Reconstruction à partir de la quatrième classe
Le titre de l’année précédente, remporté avec l’entraîneur Steven Gerrard sur le banc, était déjà considéré comme un signal : les Rangers, de nouveau en première division depuis 2016, sont définitivement de retour aux affaires. Dans le coin bleu de la ville, on s’accommode du fait que le Celtic ait conquis le championnat la semaine dernière. Car trois jours après la finale de l’Europa League, une deuxième chance de titre les attend samedi : en finale de la Coupe d’Écosse contre Heart of Midlothian.
Giovanni van Bronckhorst, ancien joueur professionnel des Rangers à l’époque de l’âge d’or, a repris le poste d’entraîneur de Gerrard en novembre dernier et a manœuvré l’équipe avec souplesse tactique et habileté pour atteindre deux finales. Aujourd’hui, le Néerlandais déclare : « Ce fut un voyage incroyable ».

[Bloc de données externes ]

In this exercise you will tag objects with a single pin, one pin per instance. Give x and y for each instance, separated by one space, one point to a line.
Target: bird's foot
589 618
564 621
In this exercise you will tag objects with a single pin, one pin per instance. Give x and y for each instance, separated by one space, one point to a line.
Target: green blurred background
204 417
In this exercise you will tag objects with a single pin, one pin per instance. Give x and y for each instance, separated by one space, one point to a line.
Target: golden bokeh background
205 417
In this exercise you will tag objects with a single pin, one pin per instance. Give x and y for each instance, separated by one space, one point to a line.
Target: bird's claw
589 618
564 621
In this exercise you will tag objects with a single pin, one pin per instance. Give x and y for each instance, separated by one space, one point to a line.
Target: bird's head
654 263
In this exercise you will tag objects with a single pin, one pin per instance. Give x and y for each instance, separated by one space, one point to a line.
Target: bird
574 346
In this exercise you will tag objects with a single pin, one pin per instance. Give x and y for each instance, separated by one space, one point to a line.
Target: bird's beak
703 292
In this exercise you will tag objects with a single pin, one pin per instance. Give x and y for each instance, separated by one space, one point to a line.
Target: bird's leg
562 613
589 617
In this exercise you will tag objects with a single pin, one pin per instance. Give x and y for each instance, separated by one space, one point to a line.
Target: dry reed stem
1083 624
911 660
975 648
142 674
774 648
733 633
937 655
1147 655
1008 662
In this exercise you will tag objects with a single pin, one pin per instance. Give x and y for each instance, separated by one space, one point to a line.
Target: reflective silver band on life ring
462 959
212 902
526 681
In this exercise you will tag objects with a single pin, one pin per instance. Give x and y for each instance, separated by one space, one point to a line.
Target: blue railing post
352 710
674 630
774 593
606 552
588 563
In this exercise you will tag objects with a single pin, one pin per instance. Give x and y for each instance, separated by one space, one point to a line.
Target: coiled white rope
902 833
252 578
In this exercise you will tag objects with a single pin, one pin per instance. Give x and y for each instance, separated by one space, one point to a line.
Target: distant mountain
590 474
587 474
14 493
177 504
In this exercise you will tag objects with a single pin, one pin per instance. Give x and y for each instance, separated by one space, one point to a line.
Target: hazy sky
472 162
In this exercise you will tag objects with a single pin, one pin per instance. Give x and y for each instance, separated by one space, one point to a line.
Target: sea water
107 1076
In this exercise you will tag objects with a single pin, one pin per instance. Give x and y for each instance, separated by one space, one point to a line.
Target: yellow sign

Et ce pour l’ensemble du club, que les Rangers n’aient que dix ans ou qu’ils en aient déjà 150. Les millions issus de cette Europa League aident énormément à renflouer les caisses qui sont depuis longtemps à nouveau serrées, c’est pourquoi en janvier déjà, il n’était guère possible de se renforcer. Aaron Ramsey a tout de même été prêté par la Juventus, mais il était souvent blessé. Le Gallois pourrait toutefois être présent lors de la finale contre l’Eintracht.
L’enjeu est la C1
Enfin, il s’agit aussi de l’avenir. Le vainqueur de Séville se qualifiera directement pour la Ligue des Champions, où les Rangers n’ont plus participé à une phase de groupes depuis 2011. Et la C1 pourrait être un argument décisif pour les nouvelles recrues de venir à Glasgow. Les grandes soirées de football s’y déroulent de toute façon.